SB20-025 Conservancy District Boards Art And Beautification Projects (Garcia (D)) [Buentello (D), Esgar (D)]
Fiscal Impact: None
Goal: Allow conservation boards to participate in water beautification projects and potentially offset some costs through federal income tax deductions.
Allows conservation boards to participate in artistic and beautification projects that improve aesthetics of waterways in their districts and consider this participation, and the development of parks and recreational facilities, a current expense of the district.
Additional Information: n/a
The purview of these conservation boards is to help conserve land through the development of parks and recreational facilities. It makes sense to also allow them to participate in projects that help waterways by making them more aesthetically pleasing, which will help increase the draw of an area to the public and make it easier to hold public support for conservation. Allowing the districts to consider all of this activity a current expense allow them to offset some of the cost through federal income tax deductions.
Making the land look nicer is not a part of what these boards are supposed to be doing: protect land and property from water and help create parks and recreational facilities. That is it. Expanding the goal to include beautification is a stretch too far.
SB20-048 Study Strengthening Water Anti-Speculation Law (Donovan (D), Coram (R)) [Roberts (D), Catlin (R)]
From the Water Resources Review Committee
Fiscal Impact: None
Goal: Study how state water anti-speculation laws could be strengthened to prevent violations.

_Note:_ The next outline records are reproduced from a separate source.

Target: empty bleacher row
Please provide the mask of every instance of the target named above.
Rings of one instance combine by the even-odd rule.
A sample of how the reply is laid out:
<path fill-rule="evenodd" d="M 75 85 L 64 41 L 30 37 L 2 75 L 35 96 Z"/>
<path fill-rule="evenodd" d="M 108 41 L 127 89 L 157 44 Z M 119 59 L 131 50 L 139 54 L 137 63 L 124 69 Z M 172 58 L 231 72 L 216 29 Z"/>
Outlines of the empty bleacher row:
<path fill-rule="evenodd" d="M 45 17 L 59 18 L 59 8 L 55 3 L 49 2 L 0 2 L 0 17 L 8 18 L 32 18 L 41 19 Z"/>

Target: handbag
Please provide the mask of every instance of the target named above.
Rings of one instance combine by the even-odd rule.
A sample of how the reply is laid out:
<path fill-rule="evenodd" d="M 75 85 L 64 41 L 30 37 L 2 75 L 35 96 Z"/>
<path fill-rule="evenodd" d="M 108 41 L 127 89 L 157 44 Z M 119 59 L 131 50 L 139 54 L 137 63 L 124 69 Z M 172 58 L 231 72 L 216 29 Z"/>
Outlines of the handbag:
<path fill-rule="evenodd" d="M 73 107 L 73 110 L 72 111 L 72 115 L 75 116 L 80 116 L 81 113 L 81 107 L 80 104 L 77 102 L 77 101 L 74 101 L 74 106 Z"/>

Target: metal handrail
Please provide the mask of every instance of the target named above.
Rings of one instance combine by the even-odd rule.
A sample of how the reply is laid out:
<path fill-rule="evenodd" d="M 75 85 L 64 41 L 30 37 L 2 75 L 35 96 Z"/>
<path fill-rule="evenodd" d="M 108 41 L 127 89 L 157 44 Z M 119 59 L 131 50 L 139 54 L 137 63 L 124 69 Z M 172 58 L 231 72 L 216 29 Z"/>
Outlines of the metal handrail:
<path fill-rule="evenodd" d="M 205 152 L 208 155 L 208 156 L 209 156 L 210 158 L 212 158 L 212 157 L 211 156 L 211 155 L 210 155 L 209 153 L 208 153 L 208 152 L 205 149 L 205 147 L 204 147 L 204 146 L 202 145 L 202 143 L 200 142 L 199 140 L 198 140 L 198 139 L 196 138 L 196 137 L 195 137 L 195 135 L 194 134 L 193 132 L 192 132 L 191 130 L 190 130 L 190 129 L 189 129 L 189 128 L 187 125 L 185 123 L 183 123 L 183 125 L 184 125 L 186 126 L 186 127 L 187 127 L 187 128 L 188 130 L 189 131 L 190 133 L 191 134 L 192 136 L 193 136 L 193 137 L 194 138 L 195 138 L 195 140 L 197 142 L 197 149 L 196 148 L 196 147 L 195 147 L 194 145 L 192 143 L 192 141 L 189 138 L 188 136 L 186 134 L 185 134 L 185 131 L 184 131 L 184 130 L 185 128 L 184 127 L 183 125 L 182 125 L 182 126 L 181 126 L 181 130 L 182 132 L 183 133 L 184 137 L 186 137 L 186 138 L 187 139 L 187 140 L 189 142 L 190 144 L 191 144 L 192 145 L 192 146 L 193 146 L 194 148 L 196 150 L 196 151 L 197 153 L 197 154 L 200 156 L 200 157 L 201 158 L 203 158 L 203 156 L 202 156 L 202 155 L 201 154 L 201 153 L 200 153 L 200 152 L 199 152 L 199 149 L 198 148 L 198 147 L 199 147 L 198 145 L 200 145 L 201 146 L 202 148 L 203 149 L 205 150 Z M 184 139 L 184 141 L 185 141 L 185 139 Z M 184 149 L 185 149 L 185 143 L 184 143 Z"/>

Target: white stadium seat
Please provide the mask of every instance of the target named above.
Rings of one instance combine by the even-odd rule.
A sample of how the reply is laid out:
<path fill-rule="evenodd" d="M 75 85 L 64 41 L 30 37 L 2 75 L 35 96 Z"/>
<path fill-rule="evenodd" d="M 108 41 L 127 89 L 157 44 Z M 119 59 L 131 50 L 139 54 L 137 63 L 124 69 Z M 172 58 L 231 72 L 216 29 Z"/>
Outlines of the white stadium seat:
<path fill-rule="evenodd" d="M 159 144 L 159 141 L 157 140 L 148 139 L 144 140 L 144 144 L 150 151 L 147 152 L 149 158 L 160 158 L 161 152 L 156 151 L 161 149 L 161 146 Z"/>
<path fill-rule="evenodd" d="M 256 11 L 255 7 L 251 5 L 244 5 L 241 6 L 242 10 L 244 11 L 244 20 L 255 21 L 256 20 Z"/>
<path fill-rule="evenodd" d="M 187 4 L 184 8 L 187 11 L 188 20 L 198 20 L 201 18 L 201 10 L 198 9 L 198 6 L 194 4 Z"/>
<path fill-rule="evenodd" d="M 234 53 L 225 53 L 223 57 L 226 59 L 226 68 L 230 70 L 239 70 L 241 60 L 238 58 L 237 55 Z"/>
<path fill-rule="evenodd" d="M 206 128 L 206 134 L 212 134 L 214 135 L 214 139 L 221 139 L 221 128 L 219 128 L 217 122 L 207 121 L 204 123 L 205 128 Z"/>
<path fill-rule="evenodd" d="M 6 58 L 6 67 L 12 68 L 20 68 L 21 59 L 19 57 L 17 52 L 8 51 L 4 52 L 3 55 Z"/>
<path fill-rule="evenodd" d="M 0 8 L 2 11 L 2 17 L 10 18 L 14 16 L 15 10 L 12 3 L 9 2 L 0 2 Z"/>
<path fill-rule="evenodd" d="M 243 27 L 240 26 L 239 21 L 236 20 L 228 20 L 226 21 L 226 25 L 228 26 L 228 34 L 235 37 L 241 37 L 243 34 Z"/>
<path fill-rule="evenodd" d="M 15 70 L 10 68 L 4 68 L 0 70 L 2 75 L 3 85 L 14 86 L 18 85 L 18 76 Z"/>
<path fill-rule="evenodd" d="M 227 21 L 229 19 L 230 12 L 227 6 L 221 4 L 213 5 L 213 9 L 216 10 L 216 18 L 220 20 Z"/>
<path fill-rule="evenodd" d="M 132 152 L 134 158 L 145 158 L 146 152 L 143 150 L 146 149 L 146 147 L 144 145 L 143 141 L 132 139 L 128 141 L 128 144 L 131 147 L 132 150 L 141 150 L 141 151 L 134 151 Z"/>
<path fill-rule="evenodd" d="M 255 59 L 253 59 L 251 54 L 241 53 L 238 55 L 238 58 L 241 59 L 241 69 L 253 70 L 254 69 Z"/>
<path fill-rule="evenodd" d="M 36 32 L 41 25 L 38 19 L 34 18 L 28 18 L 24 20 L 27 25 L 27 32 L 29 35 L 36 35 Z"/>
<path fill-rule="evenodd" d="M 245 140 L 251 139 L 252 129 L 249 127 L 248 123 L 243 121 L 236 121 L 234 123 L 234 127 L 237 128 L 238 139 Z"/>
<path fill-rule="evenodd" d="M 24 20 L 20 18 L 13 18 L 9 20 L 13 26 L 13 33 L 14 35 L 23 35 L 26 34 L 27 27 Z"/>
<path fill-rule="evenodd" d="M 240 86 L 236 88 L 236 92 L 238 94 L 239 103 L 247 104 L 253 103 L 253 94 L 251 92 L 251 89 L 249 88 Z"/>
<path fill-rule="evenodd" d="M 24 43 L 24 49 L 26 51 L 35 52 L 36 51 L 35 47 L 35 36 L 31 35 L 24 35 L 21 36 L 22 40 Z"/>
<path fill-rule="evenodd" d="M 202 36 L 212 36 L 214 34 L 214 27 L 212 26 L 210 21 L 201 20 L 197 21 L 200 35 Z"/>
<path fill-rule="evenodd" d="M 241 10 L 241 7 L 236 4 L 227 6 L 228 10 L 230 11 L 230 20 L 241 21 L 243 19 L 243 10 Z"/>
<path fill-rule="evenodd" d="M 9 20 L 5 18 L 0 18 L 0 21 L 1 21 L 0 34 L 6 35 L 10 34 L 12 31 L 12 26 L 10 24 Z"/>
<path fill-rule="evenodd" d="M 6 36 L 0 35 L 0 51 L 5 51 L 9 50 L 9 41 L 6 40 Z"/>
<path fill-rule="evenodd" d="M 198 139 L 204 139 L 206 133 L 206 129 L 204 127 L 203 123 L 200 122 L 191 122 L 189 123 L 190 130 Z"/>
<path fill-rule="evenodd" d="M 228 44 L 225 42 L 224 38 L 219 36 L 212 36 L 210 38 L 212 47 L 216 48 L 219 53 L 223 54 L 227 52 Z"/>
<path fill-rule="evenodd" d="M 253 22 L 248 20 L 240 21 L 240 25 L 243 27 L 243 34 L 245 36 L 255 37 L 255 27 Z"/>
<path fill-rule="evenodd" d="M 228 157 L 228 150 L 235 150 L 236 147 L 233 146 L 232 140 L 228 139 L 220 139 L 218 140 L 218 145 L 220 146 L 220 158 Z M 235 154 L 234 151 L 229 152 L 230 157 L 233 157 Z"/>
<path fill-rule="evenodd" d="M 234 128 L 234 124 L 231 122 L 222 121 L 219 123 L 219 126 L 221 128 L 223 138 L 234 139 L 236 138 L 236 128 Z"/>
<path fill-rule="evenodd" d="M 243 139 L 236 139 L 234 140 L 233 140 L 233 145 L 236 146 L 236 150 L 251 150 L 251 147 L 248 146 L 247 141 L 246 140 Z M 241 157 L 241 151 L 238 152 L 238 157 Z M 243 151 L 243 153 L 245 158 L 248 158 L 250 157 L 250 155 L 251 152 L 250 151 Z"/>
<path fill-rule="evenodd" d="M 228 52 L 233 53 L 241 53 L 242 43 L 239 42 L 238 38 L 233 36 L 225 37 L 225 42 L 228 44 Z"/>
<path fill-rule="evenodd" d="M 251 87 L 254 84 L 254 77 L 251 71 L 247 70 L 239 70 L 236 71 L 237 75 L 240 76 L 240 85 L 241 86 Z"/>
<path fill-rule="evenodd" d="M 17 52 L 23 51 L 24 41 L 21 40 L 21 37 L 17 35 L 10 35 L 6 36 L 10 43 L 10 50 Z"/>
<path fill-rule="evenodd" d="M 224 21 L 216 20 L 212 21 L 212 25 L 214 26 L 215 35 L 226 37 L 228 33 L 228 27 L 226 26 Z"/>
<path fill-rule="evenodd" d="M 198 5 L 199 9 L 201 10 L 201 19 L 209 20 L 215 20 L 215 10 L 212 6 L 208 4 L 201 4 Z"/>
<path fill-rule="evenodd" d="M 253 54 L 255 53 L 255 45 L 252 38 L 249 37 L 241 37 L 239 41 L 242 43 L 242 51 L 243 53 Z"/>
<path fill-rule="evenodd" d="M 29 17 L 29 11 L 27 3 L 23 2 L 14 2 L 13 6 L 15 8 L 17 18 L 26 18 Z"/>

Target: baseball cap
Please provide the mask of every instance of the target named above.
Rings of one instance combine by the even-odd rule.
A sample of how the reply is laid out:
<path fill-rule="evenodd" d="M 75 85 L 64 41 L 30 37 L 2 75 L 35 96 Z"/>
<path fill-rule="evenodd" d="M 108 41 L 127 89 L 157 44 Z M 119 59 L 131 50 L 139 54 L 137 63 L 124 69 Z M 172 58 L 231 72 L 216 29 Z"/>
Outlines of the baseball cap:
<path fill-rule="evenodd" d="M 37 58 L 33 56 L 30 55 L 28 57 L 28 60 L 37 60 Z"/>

Creates a working group inside the department of natural resources to study our current anti-speculation water laws and how they could be strengthened. Report due by August 15, 2021.
Group to consist of current or former employees of the department from the state engineer’s office and the water conservation board appointed by the executive director, one or more current employees of the attorney general’s office, one or more current or former employees of the judicial department appointed by the chief justice of the state Supreme Court, and other stakeholders as the executive director determines would be helpful to promote the working group goals.
We are seeing some new types of water speculation that was not envisioned when the state constitution was written. We know it is happening and it affects a critical state resource. We need to pull together all of the people with a stake in this and come up with more modern solutions to preventing it. The bill directs the department of natural resources to include stakeholders who are helpful to promote the group, but leaves out the exact composition of the group because in the water community exact stakeholder groups end up becoming bloated and unworkable.
We know speculation is happening now and happening around the state so we need to bring solutions forward now, not convene a group to study the matter.
The stakeholder group is not totally defined and may end up excluding agriculture interests, who are the people most affected by speculation since they own over 80% of the water in the state, or conservation groups, who care deeply about this issue.